Wilander: “Djokovic può arrivare in fondo”
Nonostante le ormai 39 primavere superate, Djokovic rimane uno dei giocatori più temibili del circuito e più quotati per provare a vincere un torneo dello slam, come aveva dimostrato anche all’Australian Open dove si era spinto in finale eliminando Sinner. Opinione condivisa anche da Wilander, secondo il quale a Wimbledon Nole avrebbe anche una marcia in più rispetto che all’Happy Slam: “Ero già abbastanza ottimista su Novak Djokovic a metà degli ultimi Australian Open a gennaio, ma lo sono ancora di più in questi giorni. Ho persino notato una differenza fondamentale: a Melbourne, ho avuto l’impressione di vedere qualcuno che pensava di poter semplicemente giocare bene, ma non vincere il torneo, mentre a Londra, il Novak che sto vedendo mi dà la sensazione che creda di poter arrivare fino in fondo. Se così fosse, lo sosterrei al 100%”.
Wilander: “Sinner non è una così gran minaccia”

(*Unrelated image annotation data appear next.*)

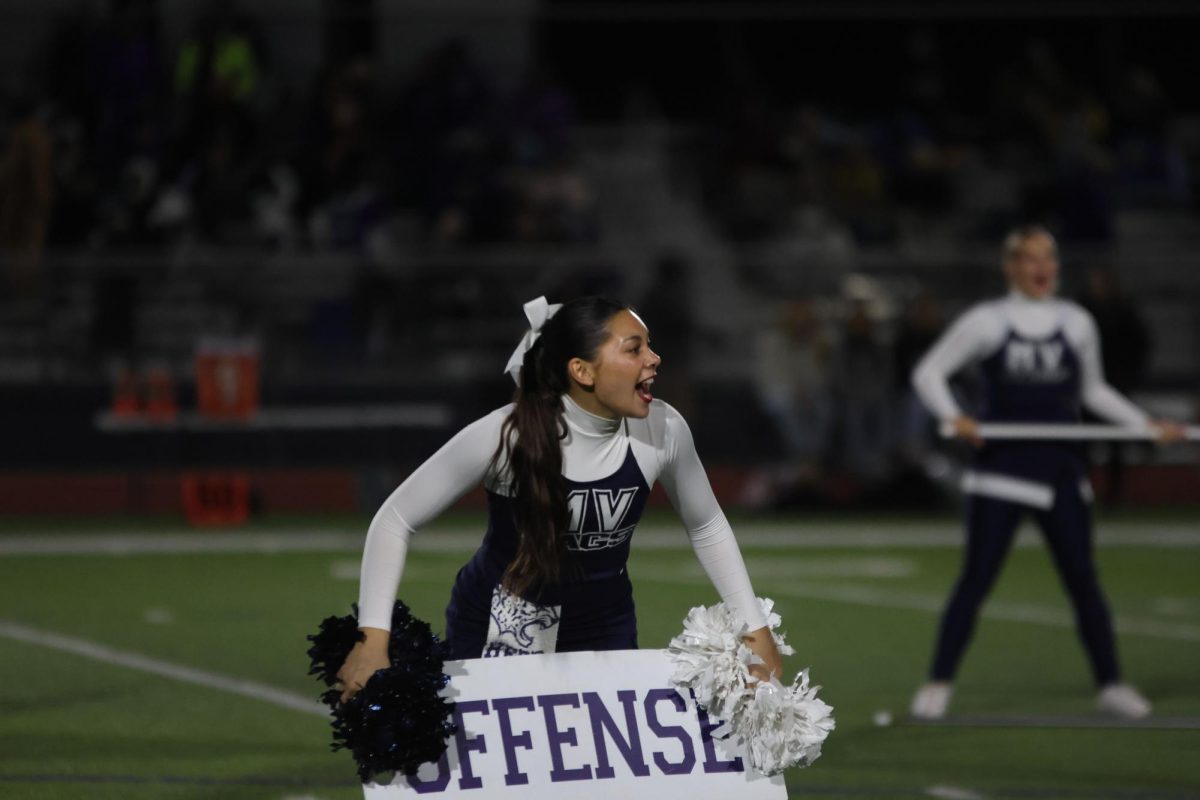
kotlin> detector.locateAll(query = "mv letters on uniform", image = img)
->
[566,487,637,551]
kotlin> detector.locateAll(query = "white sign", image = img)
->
[362,650,787,800]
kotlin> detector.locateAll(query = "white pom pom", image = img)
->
[668,599,834,775]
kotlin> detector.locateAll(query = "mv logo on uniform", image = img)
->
[566,487,637,551]
[1004,341,1067,383]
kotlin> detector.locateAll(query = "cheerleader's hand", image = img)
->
[1150,420,1188,445]
[742,627,784,684]
[950,415,983,447]
[334,627,391,703]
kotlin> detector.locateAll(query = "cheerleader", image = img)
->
[911,225,1184,720]
[338,297,782,702]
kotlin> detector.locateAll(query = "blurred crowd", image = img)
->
[696,28,1200,246]
[0,0,596,287]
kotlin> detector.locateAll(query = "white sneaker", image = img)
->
[1096,684,1152,720]
[908,681,954,720]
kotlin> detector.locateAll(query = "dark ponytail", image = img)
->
[492,297,626,595]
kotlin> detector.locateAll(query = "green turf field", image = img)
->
[0,515,1200,800]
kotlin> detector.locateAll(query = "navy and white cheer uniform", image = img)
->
[359,396,767,658]
[913,291,1147,685]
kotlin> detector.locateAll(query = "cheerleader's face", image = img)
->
[568,311,662,420]
[1004,234,1058,300]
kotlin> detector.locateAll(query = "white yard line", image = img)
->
[0,620,329,718]
[637,572,1200,642]
[0,522,1200,557]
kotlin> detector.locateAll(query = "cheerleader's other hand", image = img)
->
[743,627,784,682]
[335,627,391,703]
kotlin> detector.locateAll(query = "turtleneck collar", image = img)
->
[563,395,623,437]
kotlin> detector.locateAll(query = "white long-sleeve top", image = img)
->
[359,396,767,631]
[912,290,1147,426]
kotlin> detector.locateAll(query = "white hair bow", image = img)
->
[504,296,563,386]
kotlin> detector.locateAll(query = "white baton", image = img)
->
[941,422,1200,441]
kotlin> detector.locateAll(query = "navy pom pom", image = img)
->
[308,600,456,783]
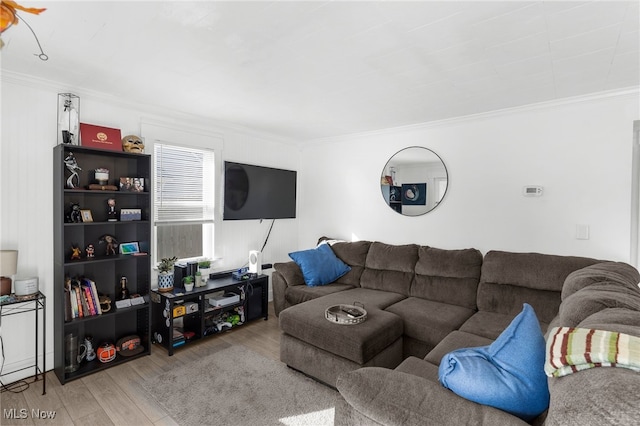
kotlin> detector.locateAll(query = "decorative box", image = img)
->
[120,209,142,222]
[80,123,122,151]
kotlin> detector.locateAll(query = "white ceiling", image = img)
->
[2,0,640,140]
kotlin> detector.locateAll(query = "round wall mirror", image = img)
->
[380,146,448,216]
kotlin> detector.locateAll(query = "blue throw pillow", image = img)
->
[289,244,351,287]
[438,303,549,421]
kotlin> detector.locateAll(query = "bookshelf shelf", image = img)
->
[53,145,151,384]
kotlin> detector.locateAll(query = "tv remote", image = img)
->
[341,308,362,318]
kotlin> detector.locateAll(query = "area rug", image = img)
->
[141,346,338,426]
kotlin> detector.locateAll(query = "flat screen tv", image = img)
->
[223,161,297,220]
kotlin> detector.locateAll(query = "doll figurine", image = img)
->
[107,198,118,222]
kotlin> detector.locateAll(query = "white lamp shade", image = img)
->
[0,250,18,277]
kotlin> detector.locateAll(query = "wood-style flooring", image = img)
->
[0,303,280,426]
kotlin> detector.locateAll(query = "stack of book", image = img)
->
[65,278,102,321]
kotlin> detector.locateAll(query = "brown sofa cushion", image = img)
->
[424,330,493,366]
[386,297,474,349]
[409,246,482,309]
[284,283,353,305]
[460,309,549,340]
[562,262,640,300]
[360,242,418,296]
[481,250,600,292]
[477,251,599,322]
[280,298,402,365]
[331,241,371,287]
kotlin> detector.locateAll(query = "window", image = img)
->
[153,142,215,259]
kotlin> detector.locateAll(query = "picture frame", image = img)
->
[120,176,144,192]
[120,241,140,254]
[120,209,142,222]
[402,183,427,206]
[80,210,93,223]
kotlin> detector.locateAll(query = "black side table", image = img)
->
[0,292,47,395]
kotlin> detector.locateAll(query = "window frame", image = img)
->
[141,120,224,269]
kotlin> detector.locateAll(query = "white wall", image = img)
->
[300,91,638,262]
[0,73,299,383]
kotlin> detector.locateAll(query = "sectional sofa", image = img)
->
[272,238,640,425]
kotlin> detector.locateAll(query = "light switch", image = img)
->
[576,225,589,240]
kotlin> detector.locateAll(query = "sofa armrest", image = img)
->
[335,367,527,426]
[271,262,305,316]
[273,262,305,287]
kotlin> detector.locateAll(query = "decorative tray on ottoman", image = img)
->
[324,302,367,325]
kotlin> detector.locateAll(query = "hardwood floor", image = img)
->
[0,303,280,426]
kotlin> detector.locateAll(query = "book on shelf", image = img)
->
[65,278,102,321]
[82,278,102,315]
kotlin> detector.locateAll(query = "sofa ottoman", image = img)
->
[279,292,403,387]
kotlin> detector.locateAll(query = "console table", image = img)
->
[151,275,269,356]
[0,291,47,395]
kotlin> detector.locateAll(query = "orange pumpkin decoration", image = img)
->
[0,0,47,33]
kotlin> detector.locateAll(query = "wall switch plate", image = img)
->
[522,185,543,197]
[576,225,589,240]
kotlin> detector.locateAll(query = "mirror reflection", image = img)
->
[380,146,448,216]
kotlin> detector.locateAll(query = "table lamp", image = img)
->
[0,250,18,296]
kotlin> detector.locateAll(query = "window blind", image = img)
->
[154,142,215,225]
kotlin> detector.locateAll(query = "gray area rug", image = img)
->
[141,346,338,426]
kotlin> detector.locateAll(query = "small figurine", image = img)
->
[64,152,82,189]
[84,336,96,361]
[99,234,118,256]
[69,203,82,223]
[98,294,111,314]
[122,135,144,154]
[118,276,130,300]
[71,245,82,260]
[107,198,118,222]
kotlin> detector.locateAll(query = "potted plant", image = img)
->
[182,275,193,291]
[196,271,207,287]
[158,256,178,292]
[198,259,211,284]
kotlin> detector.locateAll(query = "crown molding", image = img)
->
[1,70,297,146]
[303,86,640,144]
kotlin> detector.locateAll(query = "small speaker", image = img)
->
[249,250,262,274]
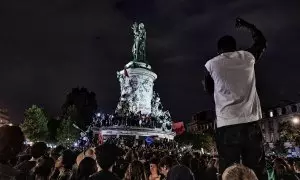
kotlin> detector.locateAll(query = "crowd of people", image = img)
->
[92,112,171,130]
[0,126,300,180]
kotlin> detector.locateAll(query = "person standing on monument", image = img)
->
[203,18,266,180]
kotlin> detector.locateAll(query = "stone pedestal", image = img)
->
[117,61,157,115]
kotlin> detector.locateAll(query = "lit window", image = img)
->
[269,111,273,117]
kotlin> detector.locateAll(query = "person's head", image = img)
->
[76,157,97,179]
[95,143,120,171]
[76,148,96,166]
[125,160,147,180]
[0,125,25,163]
[149,158,159,174]
[167,165,195,180]
[181,153,193,168]
[33,157,55,180]
[50,145,65,160]
[30,142,47,159]
[61,149,76,169]
[218,35,236,54]
[158,156,177,176]
[222,164,258,180]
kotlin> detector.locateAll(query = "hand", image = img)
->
[235,18,254,28]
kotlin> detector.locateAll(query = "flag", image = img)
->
[124,67,129,77]
[172,121,185,135]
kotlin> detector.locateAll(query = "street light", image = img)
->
[292,117,300,124]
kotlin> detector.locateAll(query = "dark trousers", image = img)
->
[216,121,267,180]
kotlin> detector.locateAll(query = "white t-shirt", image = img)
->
[205,51,262,127]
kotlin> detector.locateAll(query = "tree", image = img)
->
[62,88,98,130]
[47,118,61,143]
[279,121,300,145]
[20,105,48,142]
[56,105,80,147]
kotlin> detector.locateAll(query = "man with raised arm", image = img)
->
[203,18,266,180]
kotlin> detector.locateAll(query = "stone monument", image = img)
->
[116,23,171,129]
[116,23,157,116]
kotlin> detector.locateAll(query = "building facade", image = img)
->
[261,103,300,145]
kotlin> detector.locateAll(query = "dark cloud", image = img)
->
[0,0,300,121]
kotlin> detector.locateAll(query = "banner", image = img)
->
[172,121,185,135]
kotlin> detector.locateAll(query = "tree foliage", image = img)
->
[279,121,300,145]
[62,88,98,130]
[20,105,48,142]
[47,118,61,143]
[56,105,80,147]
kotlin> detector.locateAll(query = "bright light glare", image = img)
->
[292,117,300,124]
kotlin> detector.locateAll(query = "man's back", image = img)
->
[205,51,261,127]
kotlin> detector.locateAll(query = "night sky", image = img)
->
[0,0,300,122]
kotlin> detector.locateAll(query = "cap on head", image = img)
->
[218,35,236,53]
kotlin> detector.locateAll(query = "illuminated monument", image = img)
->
[95,23,175,139]
[116,23,157,115]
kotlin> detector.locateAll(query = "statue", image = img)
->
[132,23,146,62]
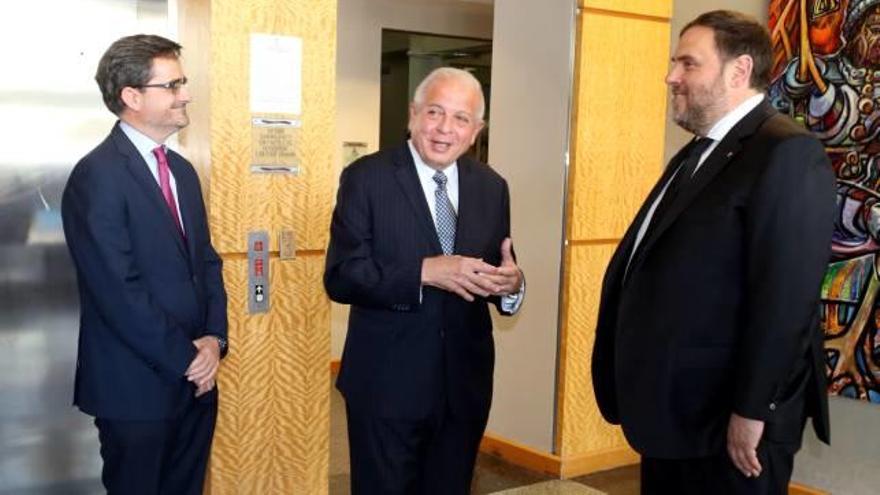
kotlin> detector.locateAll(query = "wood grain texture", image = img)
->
[578,0,672,19]
[178,0,338,495]
[209,256,330,494]
[556,0,672,464]
[569,12,669,240]
[210,0,338,253]
[557,245,626,458]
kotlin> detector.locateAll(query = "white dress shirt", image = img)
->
[119,120,186,234]
[624,93,764,277]
[407,140,526,314]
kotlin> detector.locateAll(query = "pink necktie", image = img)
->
[153,146,183,235]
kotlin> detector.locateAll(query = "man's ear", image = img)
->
[119,86,144,115]
[729,55,755,88]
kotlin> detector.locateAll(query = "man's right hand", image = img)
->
[422,255,500,302]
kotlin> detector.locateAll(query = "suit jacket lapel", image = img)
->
[610,146,687,286]
[630,98,776,274]
[163,150,199,260]
[111,123,188,257]
[392,144,443,254]
[453,157,481,254]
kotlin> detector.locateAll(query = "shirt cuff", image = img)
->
[501,279,526,315]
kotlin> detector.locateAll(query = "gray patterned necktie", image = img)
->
[433,170,456,254]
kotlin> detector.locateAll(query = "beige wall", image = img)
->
[488,0,575,452]
[325,0,492,359]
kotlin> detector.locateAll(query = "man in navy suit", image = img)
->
[61,35,227,495]
[324,68,524,495]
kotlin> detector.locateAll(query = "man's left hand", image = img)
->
[481,237,522,296]
[727,413,764,478]
[186,335,220,390]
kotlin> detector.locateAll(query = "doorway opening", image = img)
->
[379,29,492,163]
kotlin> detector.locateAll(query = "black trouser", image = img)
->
[346,405,488,495]
[641,439,799,495]
[95,401,217,495]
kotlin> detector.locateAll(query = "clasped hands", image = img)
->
[185,335,220,397]
[422,237,522,302]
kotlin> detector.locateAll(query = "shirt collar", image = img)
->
[706,93,764,143]
[406,139,458,184]
[119,120,165,156]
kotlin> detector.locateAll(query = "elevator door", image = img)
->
[0,0,173,495]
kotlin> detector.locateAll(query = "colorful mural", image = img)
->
[769,0,880,403]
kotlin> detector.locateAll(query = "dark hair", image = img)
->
[679,10,773,91]
[95,34,181,115]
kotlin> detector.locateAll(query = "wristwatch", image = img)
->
[211,334,229,359]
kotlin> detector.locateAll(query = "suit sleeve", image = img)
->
[62,164,196,381]
[489,181,526,316]
[734,136,836,421]
[193,179,229,339]
[324,164,422,309]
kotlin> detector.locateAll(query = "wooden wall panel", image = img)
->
[209,256,330,494]
[570,11,669,240]
[558,244,626,459]
[579,0,672,19]
[210,0,336,252]
[178,0,338,495]
[556,0,672,476]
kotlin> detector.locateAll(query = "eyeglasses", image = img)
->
[134,77,187,93]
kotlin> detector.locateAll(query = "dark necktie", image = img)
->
[433,170,456,254]
[153,146,183,235]
[651,137,714,225]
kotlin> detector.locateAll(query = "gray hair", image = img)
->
[413,67,486,122]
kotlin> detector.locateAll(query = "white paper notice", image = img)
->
[251,34,302,115]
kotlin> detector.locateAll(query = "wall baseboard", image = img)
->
[480,432,830,495]
[559,447,641,479]
[480,433,561,476]
[480,433,639,479]
[788,483,830,495]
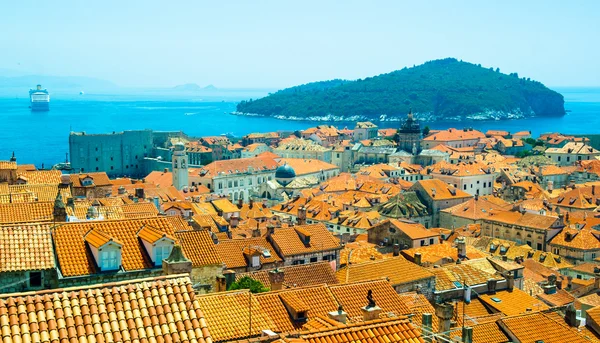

Il Wimbledon in corso appare effettivamente come l’ultima grande chance di Djokovic di vincere l’ambitissimo 25° titolo dello slam. Questo ovviamente per le caratteristiche di una superficie sulla quale è uno dei migliori giocatori della storia, ma anche per l’assenza di Alcaraz e, stando a Wilander, anche alle difficoltà riscontrate finora da Sinner, che avrebbero caricato e convinto ancora di più Nole di poter trionfare ai Championships: “Certo, Alcaraz non c’è, ma anche Sinner non è una minaccia così forte sull’erba come lo è sul cemento. Inoltre, sono convinto che anche le difficoltà incontrate da Jannik dall’inizio del torneo siano un fattore determinante. Ai miei tempi, era così anche per me nei tornei del Grande Slam: quando vedevo Ivan Lendl in difficoltà, mi dava una spinta”.
Sinner davvero non è una grande minaccia sull’erba?
Del pensiero di Wilander non convince però la parte secondo cui Sinner non sarebbe così una grande minaccia sull’erba come lo è sul cemento. Per quanto il duro, soprattutto indoor, sia certamente la superficie prediletta di Jannik, il numero 1 del mondo ha dimostrato più volte come il suo gioco si adatti benissimo ai prati, soprattutto quelli di Wimbledon, dove raggiunge i quarti di finale da cinque stagioni consecutive (unico Major in cui ci è riuscito) e dove l’anno scorso conquistò il titolo strapazzando proprio Djokovic in semifinale e poi Alcaraz in finale, due match in cui mise in mostra con ogni probabilità la sua miglior versione del 2025 nei tornei dello Slam.